Seventy years later, the secular West, he’s actually replaced the Devil as evil personified. Indeed, devil worshippers get better press than Hitler admirers.
The Internet’s Hitler
To read the internet, though, you’d think Hitler’s flavor of evil is all around us. Just as “everything tastes like chicken,” everyone looks like Hitler. Calling someone Hitler helps fundraisers, click-seekers, and anyone else who wants to quickly engage emotions. It also tempting helps people win arguments, because it’s the one historical comparison readers will definitely recognize.
The Hitler metaphor is nearly useless in serious political criticism, for the same reasons. “Godwin’s Law” says that “As an online discussion grows longer, the probability of a comparison involving Nazis or Hitler approaches one.” That law exists because people so often use comparisons to Hitler to set logic aside. It’s sometimes called the “Reductio ad Hitlerum” or the “Argumentum ad Hitlerum.”
Having done that, you can proceed from debate to abuse. Declaring your opponent “Hitler” makes arguing with him worse than useless. How can you argue with Hitler? Hitler must be destroyed!
Not only does the Hitler comparison short-circuit debate, it keeps us from asking one of the most important questions we should ask when applying the lessons of history. Practical comparisons ought to focus on “what result ought we to expect from a decision like this?” What did the historical leader do correctly, to attain his goals, and where did he blunder?
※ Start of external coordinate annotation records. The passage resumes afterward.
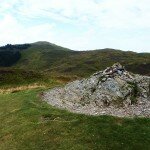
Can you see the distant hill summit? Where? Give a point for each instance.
(57, 60)
(113, 91)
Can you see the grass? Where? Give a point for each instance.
(43, 56)
(31, 124)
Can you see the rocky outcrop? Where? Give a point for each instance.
(113, 91)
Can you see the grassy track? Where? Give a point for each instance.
(27, 123)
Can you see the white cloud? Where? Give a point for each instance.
(11, 31)
(123, 24)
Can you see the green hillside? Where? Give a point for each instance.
(44, 56)
(28, 123)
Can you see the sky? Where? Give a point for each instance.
(77, 24)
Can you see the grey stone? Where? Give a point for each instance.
(113, 91)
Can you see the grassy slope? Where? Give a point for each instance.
(29, 123)
(58, 60)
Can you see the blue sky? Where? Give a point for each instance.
(77, 24)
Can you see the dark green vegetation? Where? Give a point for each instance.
(10, 54)
(16, 77)
(26, 122)
(58, 60)
(29, 123)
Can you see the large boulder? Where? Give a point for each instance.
(113, 91)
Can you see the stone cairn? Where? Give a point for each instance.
(113, 91)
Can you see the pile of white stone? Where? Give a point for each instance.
(113, 91)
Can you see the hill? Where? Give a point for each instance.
(44, 56)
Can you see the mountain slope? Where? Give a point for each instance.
(41, 56)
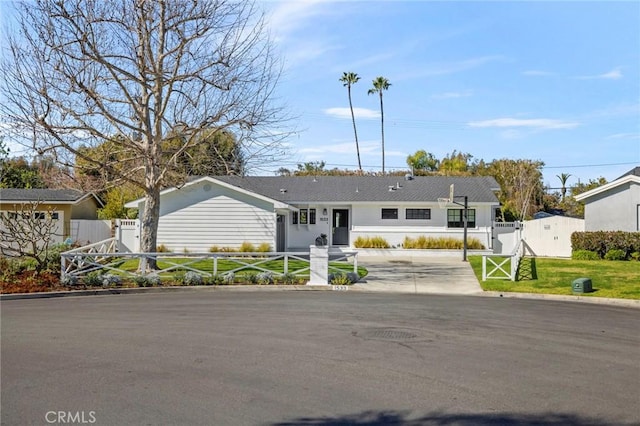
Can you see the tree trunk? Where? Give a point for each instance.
(382, 127)
(355, 132)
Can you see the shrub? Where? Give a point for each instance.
(288, 278)
(215, 280)
(179, 277)
(585, 255)
(150, 280)
(264, 247)
(251, 278)
(603, 241)
(615, 254)
(423, 242)
(69, 281)
(265, 278)
(228, 278)
(52, 261)
(109, 280)
(340, 278)
(371, 242)
(92, 279)
(353, 277)
(192, 278)
(247, 247)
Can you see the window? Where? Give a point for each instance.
(454, 218)
(304, 217)
(390, 213)
(424, 214)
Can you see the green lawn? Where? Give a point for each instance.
(617, 279)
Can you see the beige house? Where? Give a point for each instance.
(65, 205)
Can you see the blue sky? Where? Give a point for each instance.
(552, 81)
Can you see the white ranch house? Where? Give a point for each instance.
(288, 213)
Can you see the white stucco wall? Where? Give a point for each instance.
(551, 236)
(614, 210)
(365, 220)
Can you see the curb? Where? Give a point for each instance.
(629, 303)
(158, 290)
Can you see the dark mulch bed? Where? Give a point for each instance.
(30, 282)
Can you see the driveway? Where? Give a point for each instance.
(420, 275)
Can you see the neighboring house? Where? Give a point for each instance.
(550, 236)
(614, 206)
(65, 205)
(289, 213)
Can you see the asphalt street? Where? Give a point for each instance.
(317, 358)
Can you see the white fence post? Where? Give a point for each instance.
(319, 265)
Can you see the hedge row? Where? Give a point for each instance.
(602, 242)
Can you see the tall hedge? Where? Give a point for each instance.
(603, 241)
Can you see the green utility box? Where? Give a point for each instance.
(582, 285)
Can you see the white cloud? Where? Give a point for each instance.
(624, 136)
(447, 68)
(289, 16)
(614, 74)
(361, 113)
(537, 73)
(534, 123)
(453, 95)
(366, 147)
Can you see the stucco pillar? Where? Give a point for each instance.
(319, 264)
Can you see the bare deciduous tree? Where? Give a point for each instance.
(29, 231)
(81, 72)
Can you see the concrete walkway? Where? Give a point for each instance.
(413, 274)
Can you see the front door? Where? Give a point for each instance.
(340, 228)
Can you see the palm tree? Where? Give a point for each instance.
(379, 85)
(564, 177)
(348, 79)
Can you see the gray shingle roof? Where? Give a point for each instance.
(633, 172)
(302, 189)
(43, 195)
And in some cases, like Hitler’s, why was he so evil?
But we don’t ask “Where did Hitler blunder?” or “Why was he so evil?” We ask, “Why wasn’t Hitler stopped earlier?” It’s a good question. Unfortunately, many seem to answer, “Because no one crushed him while he was still harmless.” And then they say: “My political opponents are Hitler. We must rally the mob to crush them while we can!”
Time for the OTHMs
Yes, we do see parallels between our opponents and the Nazis at times, because organized expressions of human wickedness have elements in common. But discussing those specific parallels has lost most of its effect unless you actually want a “no, you’re the Nazi!” shouting match.
Here’s my suggestion: End that fruitless exchange. Just say no to calling people “Hitler.” Do you want to really understand what’s wrong with your opponents? Begin to deploy the OTHMs: the Other Than Hitler Metaphors.
Don’t compare gun control efforts to Nazi regulations. Compare them to the counterproductive Temperance activists and their Volstead Act. Why discuss internments as parallels to Himmler’s policies instead of FDR’s?
That doesn’t mean you can’t criticize them. It allows you to criticize them in a way which might provoke actual thought. Take the first example. How well did Prohibition work? Did “liquor control” suppress the abuse of alcohol or make it worse? Did it have mixed results, some good, some bad? What unexpected consequences did it have? What other evils did it cause?
To put it simply: Don’t yell “Hitler!” Cry “Carrie Nation!”
Be bold, writers and commentators and internet scrappers. Use Other Than Hitler Metaphors! If your reader doesn’t recognize Pancho Villa or the Dowager Empress, Gustav Mannerheim or Huey Long, he has the internet at his fingertips.